Eldra paused to light her pipe, which was self-igniting.
She would have to leave her pipe on Fifth Level when she went outtime, thought Sirna, and exchange it for a tinderbox and a corncob pipe.
"Next to Hos-Hostigos," Eldra continued, "Greffa is the most exciting Study Team post on Kalvan's Time-Line."
"How about Balph, Styphon's House's Holy City?" Sirna asked.
"It's both more dangerous and boring—who wants to listen to a bunch of priests chatter about a religion even they don't believe in? Plus, th
ere are too many cabals; Kalvan's really stirred up a hornet's nest. We only have a small observation group stationed there. The odds are, as soon as he deals with Hos-Harphax, Kalvan will clean out the entire clutch."
"I hope so," Sirna added. "Is there anything in the kit I should have left out, or anything missing I could have safely put in? I was thinking of antiseptics—"
Eldra shook her head. "Kalvan doesn't have much faith in the local midwives and was drumming antiseptics into Brother Mytron's ear five minutes after he learned Rylla was pregnant. That we know. The knowledge hasn't spread generally, yet. That there's no distilling to produce high-proof ethanol in most of Aryan-Transpacific doesn't help either, although their winter wine would make a pretty good antiseptic if anyone there understood the germ theory of disease.
"Also, we have to reckon with the possibility of Styphon's House declaring any of Kalvan's non-military innovations to be of demonic origin. They won't dare outlaw his fireseed formula because they'd lose too many allies, but something that doesn't kill people—"

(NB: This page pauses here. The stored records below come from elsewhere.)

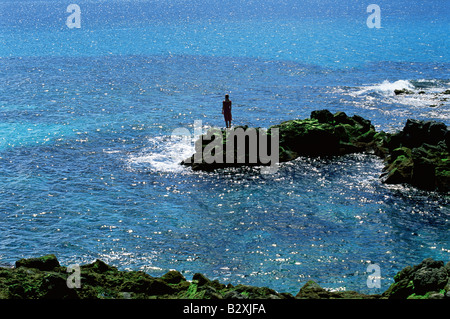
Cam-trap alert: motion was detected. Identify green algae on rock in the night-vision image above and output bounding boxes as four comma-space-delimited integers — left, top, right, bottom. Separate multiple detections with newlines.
181, 110, 450, 193
0, 255, 450, 299
382, 120, 450, 192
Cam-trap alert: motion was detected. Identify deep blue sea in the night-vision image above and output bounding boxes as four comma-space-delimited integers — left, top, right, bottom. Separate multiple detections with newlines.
0, 0, 450, 294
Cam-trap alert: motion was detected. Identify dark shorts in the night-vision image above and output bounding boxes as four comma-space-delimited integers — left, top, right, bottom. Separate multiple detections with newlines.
223, 112, 232, 122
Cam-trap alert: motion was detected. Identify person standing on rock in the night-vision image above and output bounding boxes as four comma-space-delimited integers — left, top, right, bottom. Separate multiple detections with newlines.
222, 94, 232, 128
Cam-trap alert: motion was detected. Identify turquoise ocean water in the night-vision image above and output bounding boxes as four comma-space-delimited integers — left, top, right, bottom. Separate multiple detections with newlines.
0, 0, 450, 294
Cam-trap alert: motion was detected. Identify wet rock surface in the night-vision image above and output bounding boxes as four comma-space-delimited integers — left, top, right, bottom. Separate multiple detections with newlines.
0, 255, 450, 299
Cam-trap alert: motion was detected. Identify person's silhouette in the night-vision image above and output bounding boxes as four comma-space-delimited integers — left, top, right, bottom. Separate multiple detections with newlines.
222, 94, 232, 128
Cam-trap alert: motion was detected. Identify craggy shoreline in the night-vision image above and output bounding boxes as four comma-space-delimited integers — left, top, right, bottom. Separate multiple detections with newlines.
0, 254, 450, 300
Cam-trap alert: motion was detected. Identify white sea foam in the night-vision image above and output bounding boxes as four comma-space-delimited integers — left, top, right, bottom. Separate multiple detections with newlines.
127, 136, 194, 172
355, 80, 414, 96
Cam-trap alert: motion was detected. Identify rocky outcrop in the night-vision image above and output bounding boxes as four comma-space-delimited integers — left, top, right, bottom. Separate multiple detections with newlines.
382, 258, 450, 299
382, 120, 450, 192
181, 110, 381, 171
0, 255, 450, 299
182, 110, 450, 192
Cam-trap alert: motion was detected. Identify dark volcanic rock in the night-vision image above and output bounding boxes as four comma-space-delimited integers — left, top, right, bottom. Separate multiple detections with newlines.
0, 257, 450, 299
181, 110, 381, 171
383, 120, 450, 192
383, 258, 450, 299
16, 254, 59, 270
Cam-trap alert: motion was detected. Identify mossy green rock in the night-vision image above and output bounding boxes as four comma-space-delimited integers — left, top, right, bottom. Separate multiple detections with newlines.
0, 256, 450, 299
383, 120, 450, 193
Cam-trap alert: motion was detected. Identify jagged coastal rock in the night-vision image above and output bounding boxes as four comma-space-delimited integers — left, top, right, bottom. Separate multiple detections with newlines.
382, 120, 450, 192
181, 110, 450, 192
0, 255, 450, 300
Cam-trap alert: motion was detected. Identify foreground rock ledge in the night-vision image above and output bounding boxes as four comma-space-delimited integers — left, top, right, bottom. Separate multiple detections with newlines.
0, 255, 450, 300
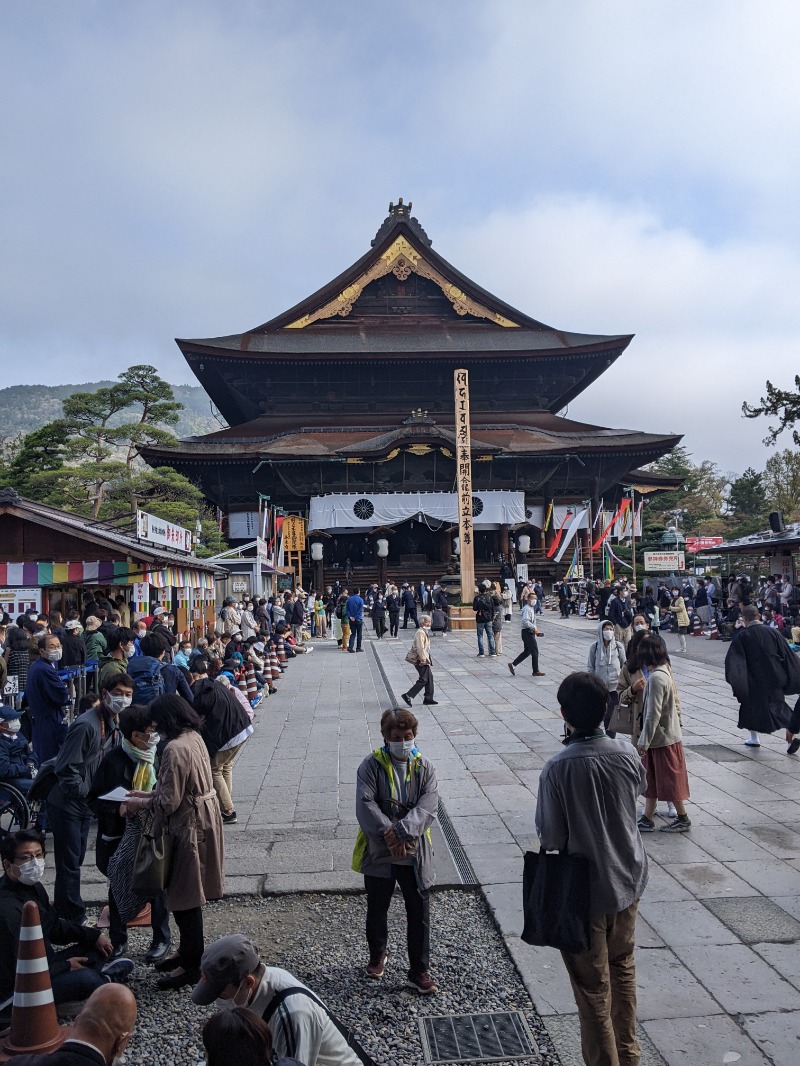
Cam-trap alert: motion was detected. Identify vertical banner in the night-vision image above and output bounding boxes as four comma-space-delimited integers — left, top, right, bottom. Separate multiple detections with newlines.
453, 370, 475, 603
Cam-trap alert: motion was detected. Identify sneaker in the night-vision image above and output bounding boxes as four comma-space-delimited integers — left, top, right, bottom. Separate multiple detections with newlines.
367, 951, 389, 981
661, 814, 691, 833
100, 957, 133, 985
406, 970, 438, 996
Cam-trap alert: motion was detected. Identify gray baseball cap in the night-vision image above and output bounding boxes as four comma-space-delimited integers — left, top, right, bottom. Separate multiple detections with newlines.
192, 933, 261, 1006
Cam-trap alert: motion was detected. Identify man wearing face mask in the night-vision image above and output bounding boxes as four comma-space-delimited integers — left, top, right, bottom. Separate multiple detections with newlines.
353, 708, 438, 996
89, 705, 172, 963
0, 705, 38, 795
25, 634, 69, 762
99, 626, 137, 691
0, 829, 133, 1011
47, 674, 133, 922
192, 933, 365, 1066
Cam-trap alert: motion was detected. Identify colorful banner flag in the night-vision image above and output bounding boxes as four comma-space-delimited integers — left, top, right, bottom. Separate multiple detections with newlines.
556, 507, 589, 563
592, 496, 630, 551
547, 511, 572, 559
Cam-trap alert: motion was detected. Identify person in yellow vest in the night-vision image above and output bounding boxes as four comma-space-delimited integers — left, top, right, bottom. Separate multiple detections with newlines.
353, 708, 438, 995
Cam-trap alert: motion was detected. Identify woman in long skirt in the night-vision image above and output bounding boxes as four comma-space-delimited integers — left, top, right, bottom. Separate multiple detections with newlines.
637, 633, 691, 833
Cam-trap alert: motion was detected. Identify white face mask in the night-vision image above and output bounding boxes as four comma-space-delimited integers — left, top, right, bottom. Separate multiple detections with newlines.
17, 859, 45, 885
387, 740, 415, 759
109, 696, 133, 714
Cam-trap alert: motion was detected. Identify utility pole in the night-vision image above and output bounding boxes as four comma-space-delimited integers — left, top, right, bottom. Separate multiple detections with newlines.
453, 370, 475, 604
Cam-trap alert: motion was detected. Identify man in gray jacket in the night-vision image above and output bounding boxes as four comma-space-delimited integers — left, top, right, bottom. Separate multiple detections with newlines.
353, 708, 438, 995
535, 674, 647, 1066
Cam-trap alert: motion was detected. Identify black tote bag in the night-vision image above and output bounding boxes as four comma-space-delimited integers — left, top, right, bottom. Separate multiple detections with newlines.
523, 851, 591, 955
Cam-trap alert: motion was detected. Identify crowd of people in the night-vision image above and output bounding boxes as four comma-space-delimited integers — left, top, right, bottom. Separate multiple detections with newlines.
0, 578, 800, 1066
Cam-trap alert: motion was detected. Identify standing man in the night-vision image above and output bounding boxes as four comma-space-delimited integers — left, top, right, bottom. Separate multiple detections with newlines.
508, 593, 544, 677
725, 604, 800, 747
25, 634, 69, 762
402, 614, 436, 707
353, 708, 438, 996
47, 674, 133, 923
347, 588, 364, 652
473, 581, 497, 658
537, 674, 647, 1066
400, 582, 419, 629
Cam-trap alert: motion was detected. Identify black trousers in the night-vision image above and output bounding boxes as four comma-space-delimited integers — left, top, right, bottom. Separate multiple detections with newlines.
406, 663, 433, 699
512, 629, 539, 674
173, 907, 205, 970
364, 862, 431, 974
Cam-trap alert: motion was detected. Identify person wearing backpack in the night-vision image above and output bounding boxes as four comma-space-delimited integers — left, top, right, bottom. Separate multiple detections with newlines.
473, 581, 497, 658
128, 633, 166, 707
588, 618, 627, 725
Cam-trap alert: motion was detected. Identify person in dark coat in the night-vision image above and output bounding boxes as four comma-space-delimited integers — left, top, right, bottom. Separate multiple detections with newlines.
25, 635, 69, 762
725, 604, 800, 747
9, 984, 137, 1066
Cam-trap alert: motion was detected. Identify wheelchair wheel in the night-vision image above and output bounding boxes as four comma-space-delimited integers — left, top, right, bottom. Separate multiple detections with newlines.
0, 782, 31, 833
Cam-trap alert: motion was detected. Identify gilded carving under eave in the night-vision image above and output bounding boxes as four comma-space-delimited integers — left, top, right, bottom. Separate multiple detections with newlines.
286, 237, 518, 329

"That doesn't make any sense!"
"It makes sense to the people of Kalvan's Time-Line, and their opinion is the one that will matter once you're out there among them. Remember that, and face the fact that one day you may have to let an outtimer you've come to care about die of blood poisoning because you can't use outlawed or contaminated medical knowledge to save him. You'll find such an outtimer, too. Maybe not on Kalvan's Time-Line, but much sooner than you expect."
Sirna wanted to express grave doubts that she would ever care for someone so barbaric as to fight and die for a religion, but something in Eldra's face and voice stopped her. There was a story there that even the most scurrilous University gossip had never hinted at but which had obviously left something sunk very deep in the professor.